Don Tadeo demeura un instant immobile, les yeux fixés sur le jeune homme avec une expression étrange ; un violent combat parut se livrer en lui ; enfin la nature l’emporta, il éclata en sanglots et tomba dans tes bras du Français eu murmurant d’une voix étouffée par la douleur :

— Valentin ! Valentin ! rendez-moi ma fille !…

Le père venait enfin de se révéler tout entier.

Le stoïcisme de l’homme d’État s’était brisé à tout jamais contre l’amour paternel.

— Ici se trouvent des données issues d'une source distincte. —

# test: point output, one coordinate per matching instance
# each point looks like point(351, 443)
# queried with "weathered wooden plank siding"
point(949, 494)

Mais la nature humaine a des limites quelle ne peut dépasser ; la secousse morale que don Tadeo avait reçue, les efforts immenses qu’il avait faits pour la dissimuler, avaient complètement usé ses forces ; il tomba à la renverse sur les dalles du salon comme un chêne orgueilleux frappé de la foudre.

Il était évanoui.

Valentin le considéra un instant avec une expression de pitié et de douleur.

— Va ! pauvre père, dit-il, prends courage, ton enfant te sera rendue !

Et il sortit à grands pas, suivi de Trangoil Lanec, tandis que don Gregorio, agenouillé auprès de son ami, lui prodiguait les soins les plus empressés et cherchait à le rappeler à la vie.